That is something I agree on at the earlier stages of platform development. Looks like the three paths are:
1. Decentralized L1s
That's the long term distributed tribal setup that is hoping to become one nation in the future, and that typically works by having one tribe be much stronger than all the others.
Short term grants typically do not incentivize long term efforts unfortunately and it's incredibly hard to bootstrap without some cult-like properties of the mission and community.
2. Successful apps building their own L1 à-la Hyperliquid to own and optimize the infrastructure layer
That is the one successful city that decides to build the empire infrastructure in a way that powers it.

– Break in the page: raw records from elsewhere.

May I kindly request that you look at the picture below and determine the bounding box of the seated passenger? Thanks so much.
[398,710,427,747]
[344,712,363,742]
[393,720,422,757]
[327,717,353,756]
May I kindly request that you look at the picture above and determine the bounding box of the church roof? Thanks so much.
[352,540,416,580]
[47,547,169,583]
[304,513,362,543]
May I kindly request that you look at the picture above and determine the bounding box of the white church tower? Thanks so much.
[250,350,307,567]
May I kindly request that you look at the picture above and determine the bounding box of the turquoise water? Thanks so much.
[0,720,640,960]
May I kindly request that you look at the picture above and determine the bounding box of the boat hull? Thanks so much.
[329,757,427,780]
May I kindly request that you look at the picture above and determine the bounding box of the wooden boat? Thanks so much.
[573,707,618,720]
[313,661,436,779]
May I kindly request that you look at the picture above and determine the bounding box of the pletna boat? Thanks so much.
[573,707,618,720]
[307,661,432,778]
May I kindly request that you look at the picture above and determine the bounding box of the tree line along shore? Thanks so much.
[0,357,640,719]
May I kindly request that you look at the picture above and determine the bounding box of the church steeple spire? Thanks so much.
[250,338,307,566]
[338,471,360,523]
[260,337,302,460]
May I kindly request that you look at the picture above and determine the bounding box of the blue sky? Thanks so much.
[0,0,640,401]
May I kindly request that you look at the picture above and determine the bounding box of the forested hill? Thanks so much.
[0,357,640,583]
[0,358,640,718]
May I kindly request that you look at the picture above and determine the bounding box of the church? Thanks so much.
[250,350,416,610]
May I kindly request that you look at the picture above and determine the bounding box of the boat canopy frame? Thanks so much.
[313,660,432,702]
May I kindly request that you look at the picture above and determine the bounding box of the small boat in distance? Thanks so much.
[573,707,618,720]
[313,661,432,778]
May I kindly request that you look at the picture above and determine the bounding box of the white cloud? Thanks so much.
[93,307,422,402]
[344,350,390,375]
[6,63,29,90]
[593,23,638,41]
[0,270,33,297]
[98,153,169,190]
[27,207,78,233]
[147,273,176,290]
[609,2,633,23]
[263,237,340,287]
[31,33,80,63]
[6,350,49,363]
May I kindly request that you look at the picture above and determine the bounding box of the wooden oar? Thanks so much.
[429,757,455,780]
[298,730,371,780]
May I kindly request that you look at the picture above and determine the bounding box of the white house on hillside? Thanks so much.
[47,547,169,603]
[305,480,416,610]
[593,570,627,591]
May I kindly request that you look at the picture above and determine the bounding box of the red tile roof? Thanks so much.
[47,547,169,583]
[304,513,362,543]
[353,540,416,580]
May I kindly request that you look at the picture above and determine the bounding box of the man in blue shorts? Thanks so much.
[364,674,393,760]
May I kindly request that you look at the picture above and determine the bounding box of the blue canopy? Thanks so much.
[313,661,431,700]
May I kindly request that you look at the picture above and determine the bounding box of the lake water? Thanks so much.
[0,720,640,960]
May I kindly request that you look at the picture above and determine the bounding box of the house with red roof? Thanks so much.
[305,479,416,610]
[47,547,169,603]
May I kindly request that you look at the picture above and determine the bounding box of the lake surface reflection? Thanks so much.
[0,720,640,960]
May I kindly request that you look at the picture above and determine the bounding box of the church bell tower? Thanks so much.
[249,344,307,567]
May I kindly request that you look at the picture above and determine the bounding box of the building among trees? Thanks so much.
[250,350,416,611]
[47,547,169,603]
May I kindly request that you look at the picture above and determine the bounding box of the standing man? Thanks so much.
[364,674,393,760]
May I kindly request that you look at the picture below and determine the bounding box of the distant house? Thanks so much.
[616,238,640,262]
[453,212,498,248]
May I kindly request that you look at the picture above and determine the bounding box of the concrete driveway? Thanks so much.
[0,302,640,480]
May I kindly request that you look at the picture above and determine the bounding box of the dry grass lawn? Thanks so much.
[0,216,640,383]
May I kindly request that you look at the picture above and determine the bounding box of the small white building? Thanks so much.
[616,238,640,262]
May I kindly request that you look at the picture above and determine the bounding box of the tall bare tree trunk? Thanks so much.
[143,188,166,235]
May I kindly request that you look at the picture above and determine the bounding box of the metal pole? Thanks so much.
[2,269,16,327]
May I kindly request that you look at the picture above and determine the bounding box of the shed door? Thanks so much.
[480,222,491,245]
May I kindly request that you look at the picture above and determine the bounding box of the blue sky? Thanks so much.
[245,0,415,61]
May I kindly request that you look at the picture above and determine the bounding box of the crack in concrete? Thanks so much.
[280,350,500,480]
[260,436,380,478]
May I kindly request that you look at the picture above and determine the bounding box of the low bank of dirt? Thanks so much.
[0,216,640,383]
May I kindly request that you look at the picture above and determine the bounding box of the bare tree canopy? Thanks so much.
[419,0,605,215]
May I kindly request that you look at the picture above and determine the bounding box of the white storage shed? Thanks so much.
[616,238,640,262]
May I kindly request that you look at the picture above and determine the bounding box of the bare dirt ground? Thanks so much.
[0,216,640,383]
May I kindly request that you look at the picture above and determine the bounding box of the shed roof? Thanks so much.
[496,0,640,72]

What is important here is not individual success of the various projects around the L1 ecosystem but the survival and success of the main application.
Hyperliquid, Ethena, and others are headed there.
3. L1s trying to build a successful app
Typically a core protocol team that’s already invested in infrastructure and decentralization attempting to verticalize upwards into a flagship app.
It’s fundamentally challenging because L1 teams are culturally geared towards protocol-level engineering and decentralization rather than product-market fit and user acquisition. It's doable but rare imo, and requires a centralized foundation that already perceives chain users as customers.
Sui has done a lot of work early on to verticalize a great UX, and simplify access to its ecosystem.
Solana also has the right culture to build more successful applications on top of its L1 including Solana Mobile.